It’s tough enough for politicians to get people out to vote in elections without confusing them. Yet here is New Democrat Leader Tom Mulcair telling people that they are being cheated by our First-Past-the-Post (FPTP) election system. That will certainly confuse them. What he wants them to do is to elect people to parliament that are chosen by the political parties not the voters.
What Mulcair and his New Democrats are really complaining about is that despite their usually gaining about 20 per cent of the votes across Canada, they do not always get 20 per cent of the seats in the House of Commons. That is just a quirk of how FPTP voting works. If we are going to have more than three political parties, we are often going to be electing people with less than 50 per cent of the vote. Our system works on a plurality basis, not a majority.
While the smaller political parties kick and shout about the supposed unfairness of FPTP, it has worked for us since Canada became a country. We use FPTP in municipal, provincial and municipal elections. We trust it.
Smaller parties might feel cheated but the reality is that the public are not going to buy into some method of voting that they neither understand nor control. Transferable votes, preferential votes, mixed member voting or other variations are just not on the public radar.

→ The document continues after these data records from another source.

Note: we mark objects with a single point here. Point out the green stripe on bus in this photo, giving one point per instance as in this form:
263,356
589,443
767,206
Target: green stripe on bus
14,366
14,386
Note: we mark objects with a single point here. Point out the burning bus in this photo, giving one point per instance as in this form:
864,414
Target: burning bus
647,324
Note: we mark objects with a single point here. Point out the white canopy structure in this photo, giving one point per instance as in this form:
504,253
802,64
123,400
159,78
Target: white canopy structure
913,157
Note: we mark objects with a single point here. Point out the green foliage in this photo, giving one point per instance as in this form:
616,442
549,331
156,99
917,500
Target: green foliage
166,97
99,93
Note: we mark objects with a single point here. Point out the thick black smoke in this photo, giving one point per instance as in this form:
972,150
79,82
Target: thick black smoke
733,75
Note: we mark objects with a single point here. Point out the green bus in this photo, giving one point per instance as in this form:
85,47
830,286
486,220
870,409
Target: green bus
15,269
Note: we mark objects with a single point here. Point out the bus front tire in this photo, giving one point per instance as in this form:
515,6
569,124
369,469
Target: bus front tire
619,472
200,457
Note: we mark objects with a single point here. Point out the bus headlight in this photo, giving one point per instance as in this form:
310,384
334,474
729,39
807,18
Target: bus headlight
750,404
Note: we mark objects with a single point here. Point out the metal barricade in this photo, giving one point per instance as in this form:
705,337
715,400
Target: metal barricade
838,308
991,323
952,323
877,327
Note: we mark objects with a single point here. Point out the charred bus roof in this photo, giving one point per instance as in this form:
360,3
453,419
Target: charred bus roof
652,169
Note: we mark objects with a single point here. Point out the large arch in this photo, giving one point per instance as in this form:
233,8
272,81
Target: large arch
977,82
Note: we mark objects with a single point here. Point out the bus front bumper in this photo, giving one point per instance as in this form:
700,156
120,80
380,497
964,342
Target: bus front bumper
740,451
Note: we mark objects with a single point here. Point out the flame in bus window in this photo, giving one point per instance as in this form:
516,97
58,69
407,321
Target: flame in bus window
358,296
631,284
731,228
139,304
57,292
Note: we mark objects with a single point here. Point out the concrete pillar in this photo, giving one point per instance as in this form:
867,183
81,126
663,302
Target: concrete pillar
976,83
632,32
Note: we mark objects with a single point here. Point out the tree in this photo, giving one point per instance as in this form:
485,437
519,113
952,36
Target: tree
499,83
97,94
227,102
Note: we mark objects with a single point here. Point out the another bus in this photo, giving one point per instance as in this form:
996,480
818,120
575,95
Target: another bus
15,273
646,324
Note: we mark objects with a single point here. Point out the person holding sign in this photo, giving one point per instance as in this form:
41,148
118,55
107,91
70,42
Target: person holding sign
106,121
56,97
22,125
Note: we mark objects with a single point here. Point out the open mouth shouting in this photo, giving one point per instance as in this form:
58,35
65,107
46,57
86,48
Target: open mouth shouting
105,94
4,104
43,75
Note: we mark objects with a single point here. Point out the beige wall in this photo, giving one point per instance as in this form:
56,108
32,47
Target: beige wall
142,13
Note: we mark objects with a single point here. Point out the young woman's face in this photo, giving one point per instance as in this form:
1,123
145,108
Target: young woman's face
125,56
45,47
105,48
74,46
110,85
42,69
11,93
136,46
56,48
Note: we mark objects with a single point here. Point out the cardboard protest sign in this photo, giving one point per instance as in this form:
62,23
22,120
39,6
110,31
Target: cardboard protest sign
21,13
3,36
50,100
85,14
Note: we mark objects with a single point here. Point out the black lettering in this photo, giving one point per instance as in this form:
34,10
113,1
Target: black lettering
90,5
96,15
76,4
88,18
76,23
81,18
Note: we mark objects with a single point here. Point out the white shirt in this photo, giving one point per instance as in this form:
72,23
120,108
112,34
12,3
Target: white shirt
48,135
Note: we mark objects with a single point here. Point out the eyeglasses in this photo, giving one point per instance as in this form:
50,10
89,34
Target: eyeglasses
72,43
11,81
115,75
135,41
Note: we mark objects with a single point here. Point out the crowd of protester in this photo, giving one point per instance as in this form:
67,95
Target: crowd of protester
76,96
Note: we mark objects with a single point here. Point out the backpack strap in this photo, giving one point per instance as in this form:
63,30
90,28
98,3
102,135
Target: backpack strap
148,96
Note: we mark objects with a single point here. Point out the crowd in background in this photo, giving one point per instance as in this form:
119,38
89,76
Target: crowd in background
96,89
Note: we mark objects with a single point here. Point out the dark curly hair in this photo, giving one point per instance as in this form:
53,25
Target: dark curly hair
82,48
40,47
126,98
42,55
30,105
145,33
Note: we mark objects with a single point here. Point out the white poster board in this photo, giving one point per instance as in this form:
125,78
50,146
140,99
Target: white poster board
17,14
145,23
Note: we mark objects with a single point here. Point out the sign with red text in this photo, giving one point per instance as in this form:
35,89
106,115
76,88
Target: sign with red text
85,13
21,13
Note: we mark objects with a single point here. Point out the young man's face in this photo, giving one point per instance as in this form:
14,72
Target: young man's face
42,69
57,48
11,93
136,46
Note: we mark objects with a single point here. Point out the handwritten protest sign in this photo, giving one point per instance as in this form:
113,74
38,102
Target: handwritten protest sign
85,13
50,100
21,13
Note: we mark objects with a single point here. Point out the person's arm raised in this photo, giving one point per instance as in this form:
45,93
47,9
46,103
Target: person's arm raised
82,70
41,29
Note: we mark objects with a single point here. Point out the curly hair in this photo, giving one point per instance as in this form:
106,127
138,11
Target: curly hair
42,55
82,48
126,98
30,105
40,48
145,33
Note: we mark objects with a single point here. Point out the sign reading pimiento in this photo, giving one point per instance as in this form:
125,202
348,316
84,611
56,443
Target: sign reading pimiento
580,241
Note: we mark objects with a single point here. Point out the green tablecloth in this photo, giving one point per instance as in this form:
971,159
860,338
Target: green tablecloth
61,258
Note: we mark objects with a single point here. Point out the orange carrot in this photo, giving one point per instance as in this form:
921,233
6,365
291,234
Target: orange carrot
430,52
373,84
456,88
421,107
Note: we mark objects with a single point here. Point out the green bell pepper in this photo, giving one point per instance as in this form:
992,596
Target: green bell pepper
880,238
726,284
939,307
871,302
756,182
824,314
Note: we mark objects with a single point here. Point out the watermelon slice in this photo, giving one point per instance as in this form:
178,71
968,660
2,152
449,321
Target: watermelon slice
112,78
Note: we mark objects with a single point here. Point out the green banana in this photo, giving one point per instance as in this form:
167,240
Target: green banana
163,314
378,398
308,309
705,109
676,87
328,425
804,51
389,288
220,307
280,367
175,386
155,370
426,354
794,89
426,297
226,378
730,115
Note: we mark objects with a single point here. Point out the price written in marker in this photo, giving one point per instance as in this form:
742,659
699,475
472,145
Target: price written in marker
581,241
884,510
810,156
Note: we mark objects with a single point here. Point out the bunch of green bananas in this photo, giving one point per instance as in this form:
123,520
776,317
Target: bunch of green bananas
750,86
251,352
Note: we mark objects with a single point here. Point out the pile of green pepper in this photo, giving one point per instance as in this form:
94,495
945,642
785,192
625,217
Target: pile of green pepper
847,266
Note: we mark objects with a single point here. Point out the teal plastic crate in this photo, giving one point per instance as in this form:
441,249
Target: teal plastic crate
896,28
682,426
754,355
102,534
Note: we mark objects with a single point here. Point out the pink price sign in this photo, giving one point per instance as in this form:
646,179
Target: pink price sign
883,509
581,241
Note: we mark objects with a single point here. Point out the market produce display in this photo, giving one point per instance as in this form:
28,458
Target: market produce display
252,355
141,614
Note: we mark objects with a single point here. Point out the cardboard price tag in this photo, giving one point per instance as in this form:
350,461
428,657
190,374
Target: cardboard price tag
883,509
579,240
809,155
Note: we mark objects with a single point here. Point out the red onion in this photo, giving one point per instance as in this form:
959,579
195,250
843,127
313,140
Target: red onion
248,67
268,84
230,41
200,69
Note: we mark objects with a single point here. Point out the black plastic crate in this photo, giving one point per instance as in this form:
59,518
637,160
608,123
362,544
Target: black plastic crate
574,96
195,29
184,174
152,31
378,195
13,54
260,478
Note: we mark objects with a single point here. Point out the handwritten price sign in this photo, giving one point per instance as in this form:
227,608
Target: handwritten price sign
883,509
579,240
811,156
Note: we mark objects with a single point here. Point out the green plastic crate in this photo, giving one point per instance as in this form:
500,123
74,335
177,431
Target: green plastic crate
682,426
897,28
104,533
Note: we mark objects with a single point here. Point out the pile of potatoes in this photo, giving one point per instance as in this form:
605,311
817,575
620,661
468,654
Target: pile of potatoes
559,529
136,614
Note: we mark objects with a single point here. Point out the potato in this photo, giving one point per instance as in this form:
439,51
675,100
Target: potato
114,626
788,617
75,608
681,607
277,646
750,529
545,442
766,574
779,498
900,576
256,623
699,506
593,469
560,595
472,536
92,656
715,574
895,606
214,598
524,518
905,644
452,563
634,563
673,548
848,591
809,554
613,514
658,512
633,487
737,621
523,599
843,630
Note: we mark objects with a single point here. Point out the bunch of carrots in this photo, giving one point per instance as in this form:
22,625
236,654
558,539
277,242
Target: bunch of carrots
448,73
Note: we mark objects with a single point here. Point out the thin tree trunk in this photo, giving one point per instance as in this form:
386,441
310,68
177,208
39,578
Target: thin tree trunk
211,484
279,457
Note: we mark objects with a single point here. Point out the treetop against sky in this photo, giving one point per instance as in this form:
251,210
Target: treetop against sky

And until there is greater trust in the Internet for large scale voting, simple run-off elections are too expensive and time consuming to consider.
The problem for Tom Mulcair’s New Democrats is that they should think more before coming out with policies such as one of these other voting methods. They should remember that Bob Rae’s surprise NDP victory in Ontario in 1990 and Rachel Notley’s amazing recent win in Alberta were because of FPTP voting. Neither of those Premiers were elected with a majority. Notley’s NDP at least got 41 per cent of the popular vote and a majority of the seats in the legislature and Rae had just under 38 per cent.
If Mulcair and Company were really interested in serving the middle class in this country, they would be negotiating now with Trudeau’s Liberals and thinking of a new social democratic party for Canada. Add Elizabeth May’s Greens and you would have an unbeatable combination.